Eine größere Nachkommenschaft läßt sich bei Theiß Stursberg feststellen, der zwischen 1597 und 1608 erwähnt wird. Sein Sohn Allof (= Adolf) hat den väterlichen Anteil am Stursberg - Hof übernommen. Dessen Nachkommen allerdings sind mit dem kinderlosen Urenkel Johann Christoph 1753 im Mannesstamm erloschen. Ein anderer Sohn des Theiß dürfte Hilbert gewesen sein, der als Außenbürger der Stadt Lennep ein Bürgergut in der Hofschaft Herbringhausen besaß. Seine Nachkommen orientierten sich an seinem Vornamen und nannten sich nicht mehr Stursberg, sondern Hilbert bzw. Hilberts. Der bis 1634 in Lennep als Kaufmann und Ratsschöffe auftretende Franz Stursberg war schließlich ein weiterer Sohn des Theiß. Franz' Sohn Engelbert zog nach Köln und hatte zahlreiche Kinder, allerdings relativ wenige Enkel. Ein anderer Sohn des Franz schließlich dürfte Peter Stoßberg gewesen sein, der nach Wermelskirchen zog und dort das halbe Gut Kenkhausen erwarb. Seinen gleichnamigen Enkel führen wir als Stammvater des Stammes A (Wermelskirchen).

Die weitaus größere Zahl von Nachkommen aber hatte Nolze Stursberg, der ebenfalls ein Viertel des Landgutes Stursberg von seinem Vater Bernd übernommen hatte. Er war wie sein Bruder Theiß zugleich Messermacher und wird 1597 und 1602 genannt.
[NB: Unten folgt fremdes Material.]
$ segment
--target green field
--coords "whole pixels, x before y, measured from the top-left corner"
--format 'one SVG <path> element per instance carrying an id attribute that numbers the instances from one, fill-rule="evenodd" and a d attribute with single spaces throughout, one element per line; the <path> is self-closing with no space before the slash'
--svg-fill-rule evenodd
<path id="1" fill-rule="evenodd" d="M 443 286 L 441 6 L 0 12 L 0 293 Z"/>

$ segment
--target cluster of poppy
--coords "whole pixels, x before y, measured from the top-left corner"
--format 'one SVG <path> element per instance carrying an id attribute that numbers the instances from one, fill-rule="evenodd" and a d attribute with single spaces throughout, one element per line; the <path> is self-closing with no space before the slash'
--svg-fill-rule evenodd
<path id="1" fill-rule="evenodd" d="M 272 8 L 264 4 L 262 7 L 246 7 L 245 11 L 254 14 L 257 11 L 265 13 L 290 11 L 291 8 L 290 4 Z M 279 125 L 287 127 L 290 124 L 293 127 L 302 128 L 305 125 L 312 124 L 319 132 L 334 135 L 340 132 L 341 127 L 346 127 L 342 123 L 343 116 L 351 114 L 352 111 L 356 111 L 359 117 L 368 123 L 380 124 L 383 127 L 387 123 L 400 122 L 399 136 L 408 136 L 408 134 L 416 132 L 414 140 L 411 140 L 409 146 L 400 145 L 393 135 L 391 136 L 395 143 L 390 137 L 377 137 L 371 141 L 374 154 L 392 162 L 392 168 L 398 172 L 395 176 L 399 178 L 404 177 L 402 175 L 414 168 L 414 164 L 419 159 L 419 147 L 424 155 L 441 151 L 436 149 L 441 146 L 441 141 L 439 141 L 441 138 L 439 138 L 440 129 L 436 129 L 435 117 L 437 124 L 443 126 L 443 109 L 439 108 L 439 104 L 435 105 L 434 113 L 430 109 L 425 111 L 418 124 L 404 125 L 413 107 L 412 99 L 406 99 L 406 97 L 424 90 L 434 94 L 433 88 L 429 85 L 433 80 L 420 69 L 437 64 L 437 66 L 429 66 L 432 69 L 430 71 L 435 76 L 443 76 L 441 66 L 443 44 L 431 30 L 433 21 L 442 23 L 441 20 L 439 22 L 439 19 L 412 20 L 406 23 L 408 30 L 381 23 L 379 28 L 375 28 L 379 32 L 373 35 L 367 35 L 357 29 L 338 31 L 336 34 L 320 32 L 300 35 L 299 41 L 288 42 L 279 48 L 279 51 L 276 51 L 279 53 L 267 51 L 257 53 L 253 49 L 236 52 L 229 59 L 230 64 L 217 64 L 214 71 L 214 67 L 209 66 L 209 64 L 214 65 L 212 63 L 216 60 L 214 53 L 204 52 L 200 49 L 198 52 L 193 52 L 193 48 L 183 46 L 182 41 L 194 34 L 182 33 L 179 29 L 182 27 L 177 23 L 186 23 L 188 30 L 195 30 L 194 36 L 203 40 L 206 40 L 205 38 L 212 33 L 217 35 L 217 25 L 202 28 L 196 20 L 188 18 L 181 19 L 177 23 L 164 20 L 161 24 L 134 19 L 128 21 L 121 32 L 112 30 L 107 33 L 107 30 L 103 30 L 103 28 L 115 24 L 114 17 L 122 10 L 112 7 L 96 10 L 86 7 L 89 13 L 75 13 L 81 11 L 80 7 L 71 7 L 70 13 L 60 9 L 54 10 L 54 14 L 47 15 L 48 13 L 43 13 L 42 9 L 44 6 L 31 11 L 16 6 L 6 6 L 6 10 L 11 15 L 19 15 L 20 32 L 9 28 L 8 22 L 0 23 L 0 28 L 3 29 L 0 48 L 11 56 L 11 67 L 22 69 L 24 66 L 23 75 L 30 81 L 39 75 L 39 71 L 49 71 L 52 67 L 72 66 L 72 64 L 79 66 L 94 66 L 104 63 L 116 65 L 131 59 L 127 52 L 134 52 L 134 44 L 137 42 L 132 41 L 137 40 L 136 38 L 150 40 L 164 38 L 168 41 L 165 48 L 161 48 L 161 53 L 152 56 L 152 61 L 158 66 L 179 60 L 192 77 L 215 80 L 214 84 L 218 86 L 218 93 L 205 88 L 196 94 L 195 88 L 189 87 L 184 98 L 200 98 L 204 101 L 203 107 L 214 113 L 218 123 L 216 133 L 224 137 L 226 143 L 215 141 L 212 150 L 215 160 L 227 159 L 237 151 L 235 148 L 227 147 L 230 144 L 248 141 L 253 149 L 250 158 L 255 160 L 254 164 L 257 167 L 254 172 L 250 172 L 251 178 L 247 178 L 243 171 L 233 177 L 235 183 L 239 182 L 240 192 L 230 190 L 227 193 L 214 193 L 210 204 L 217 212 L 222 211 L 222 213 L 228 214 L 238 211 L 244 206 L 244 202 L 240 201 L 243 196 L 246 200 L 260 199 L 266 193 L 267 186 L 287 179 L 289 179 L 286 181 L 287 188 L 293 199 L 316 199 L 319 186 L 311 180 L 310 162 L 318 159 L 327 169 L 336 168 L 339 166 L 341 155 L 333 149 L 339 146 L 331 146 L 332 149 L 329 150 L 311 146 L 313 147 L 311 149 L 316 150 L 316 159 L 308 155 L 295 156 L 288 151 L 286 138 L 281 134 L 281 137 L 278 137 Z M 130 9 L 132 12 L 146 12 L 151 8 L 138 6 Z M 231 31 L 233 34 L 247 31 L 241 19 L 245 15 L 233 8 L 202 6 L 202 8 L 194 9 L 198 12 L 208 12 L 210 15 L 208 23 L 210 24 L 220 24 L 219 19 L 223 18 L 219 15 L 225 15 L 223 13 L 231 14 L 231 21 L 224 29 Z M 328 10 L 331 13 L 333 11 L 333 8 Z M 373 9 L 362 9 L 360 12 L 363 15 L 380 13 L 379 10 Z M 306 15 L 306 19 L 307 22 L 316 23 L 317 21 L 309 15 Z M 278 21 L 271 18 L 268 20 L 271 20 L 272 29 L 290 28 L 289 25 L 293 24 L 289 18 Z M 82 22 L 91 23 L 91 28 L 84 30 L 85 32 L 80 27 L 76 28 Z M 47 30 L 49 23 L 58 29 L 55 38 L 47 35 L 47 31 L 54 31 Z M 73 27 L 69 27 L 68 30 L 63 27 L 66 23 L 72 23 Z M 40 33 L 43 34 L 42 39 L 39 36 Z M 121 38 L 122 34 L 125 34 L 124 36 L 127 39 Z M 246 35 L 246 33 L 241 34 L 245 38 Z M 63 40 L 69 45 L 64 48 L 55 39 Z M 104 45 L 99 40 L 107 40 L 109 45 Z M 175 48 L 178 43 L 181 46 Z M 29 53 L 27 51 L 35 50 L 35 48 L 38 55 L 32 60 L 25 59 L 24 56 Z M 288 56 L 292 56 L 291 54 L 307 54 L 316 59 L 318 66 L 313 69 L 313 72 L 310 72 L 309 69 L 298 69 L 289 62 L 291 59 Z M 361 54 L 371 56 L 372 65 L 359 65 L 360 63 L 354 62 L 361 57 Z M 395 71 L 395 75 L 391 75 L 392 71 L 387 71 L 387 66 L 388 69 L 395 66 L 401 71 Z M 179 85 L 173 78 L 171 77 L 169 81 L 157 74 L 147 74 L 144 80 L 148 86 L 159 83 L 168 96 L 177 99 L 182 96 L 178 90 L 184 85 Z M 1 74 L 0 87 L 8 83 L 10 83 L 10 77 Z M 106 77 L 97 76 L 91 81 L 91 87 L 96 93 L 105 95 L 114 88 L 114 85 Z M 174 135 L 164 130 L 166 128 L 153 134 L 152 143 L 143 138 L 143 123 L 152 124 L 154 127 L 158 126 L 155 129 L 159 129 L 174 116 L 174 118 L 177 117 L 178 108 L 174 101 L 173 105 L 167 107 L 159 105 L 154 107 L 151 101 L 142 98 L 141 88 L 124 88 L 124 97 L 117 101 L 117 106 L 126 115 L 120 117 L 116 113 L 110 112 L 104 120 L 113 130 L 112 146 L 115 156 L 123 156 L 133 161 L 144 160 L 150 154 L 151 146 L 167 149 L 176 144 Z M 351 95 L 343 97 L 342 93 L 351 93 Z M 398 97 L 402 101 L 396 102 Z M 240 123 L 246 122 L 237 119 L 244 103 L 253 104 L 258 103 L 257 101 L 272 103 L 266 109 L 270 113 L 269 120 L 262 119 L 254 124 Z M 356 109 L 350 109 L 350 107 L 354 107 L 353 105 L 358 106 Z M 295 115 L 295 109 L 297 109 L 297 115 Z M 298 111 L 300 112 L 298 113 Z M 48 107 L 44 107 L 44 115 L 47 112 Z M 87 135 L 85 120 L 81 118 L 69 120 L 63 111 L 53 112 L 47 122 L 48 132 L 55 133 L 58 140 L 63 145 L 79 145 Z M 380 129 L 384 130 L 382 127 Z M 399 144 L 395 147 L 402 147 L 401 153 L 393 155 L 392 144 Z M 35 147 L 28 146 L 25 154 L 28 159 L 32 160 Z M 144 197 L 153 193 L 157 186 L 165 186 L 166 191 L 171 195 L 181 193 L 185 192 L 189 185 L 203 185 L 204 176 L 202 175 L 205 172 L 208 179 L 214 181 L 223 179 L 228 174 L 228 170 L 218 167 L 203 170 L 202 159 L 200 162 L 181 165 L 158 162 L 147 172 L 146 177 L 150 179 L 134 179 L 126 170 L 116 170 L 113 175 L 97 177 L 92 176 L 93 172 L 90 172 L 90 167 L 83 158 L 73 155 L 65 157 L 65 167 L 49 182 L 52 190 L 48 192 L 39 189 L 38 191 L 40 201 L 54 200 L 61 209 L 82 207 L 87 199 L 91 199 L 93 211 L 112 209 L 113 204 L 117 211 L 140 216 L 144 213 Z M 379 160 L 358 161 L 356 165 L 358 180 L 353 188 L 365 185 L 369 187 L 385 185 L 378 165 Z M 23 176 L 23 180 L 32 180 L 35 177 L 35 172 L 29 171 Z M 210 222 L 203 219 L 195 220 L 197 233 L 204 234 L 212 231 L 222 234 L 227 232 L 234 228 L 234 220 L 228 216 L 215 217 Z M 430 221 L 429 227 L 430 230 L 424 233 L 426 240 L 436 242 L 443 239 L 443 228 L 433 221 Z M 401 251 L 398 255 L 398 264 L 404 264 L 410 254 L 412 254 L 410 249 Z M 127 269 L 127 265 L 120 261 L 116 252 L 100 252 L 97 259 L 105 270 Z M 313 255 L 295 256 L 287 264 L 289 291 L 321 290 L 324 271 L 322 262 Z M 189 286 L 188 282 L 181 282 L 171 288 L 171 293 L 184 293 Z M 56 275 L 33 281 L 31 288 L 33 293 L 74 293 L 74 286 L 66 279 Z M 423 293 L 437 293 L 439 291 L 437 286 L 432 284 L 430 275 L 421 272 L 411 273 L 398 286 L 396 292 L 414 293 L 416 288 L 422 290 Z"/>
In dieses Erbe trat sein Sohn Sirach Stursberg ein, der um 1640 gestorben sein muß. Von ihm stammen, abgesehen vom Stamm A, alle anderen Stursberg - Stämme ab. Zwei seiner Söhne, Zenß (= Vinzenz) und Nolze (= Arnold), teilten Sirachs Erbe unter sich auf, während Franz ein Bürgergut auf dem hintersten Stursberg und einen Schleifkotten erwarb und Peter auf ein Landgut in der Hofschaft Klausen einheiratete. Die Enkel des Zenß führen wir als Stammesstifter (B bis F) in Barmen, Lennep, Lüttringhausen und Remscheid; Heinrich Stursberg, ein Enkel des Nolze, blieb auf dem Stursberg wohnen und ist Stifter des Stammes G, die Enkel des Franz schließlich zogen nach Wald (heute Solingen) und haben dort reiche Nachkommenschaft in verschiedenen Stämmen (H bis N).

Skizze:


Stursberger heute

Heute sind die Familienangehörigen Stursberg über alle Erdteile verstreut, leben aber immer noch in großer Zahl vor allem im Bergischen Raum und den umliegenden Regionen, mit gewissen Schwerpunkten natürlich in Nordrhein-Westfalen, daneben besonders in Norddeutschland und im Rhein-Main-Gebiet. Weitere Namensträger leben heute unter anderem in der Schweiz, Spanien, England und Kanada, vor allem aber in unterschiedlichsten Gegenden der USA. Lebende und verstorbene Namensträger zusammengenommen, wurden bisher mehr als 5.000 Personen in 20 Generationen gezählt, eingeteilt in 13 Stämme:

 


Familienwappen

Das 1938 in die Deutsche Wappenrolle eingetragene Familienwappen zeigt einen schwarzen Stierkopf mit goldener Krone auf einem goldenen Schild, das durch einen roten Pfahl mit drei silbernen Sparren gespalten ist. Der Helm mit schwarzen und goldenen Decken wird geziert durch zwei goldene Büffelhörner mit je einem schwarzen Sparren.

Es handelt sich damit um ein "redendes Wappen". Der Stier ist eine Anspielung auf den Wortstamm "Stur" im Familiennamen Stursberg, die Sparren stehen für den Berg. Es handelt sich um drei Sparren, weil auf dem Stursberg ursprünglich wohl drei Höfe in Familienbesitz waren.

Alle Mitglieder des Stammesverbandes sind berechtigt, das Wappen zu tragen.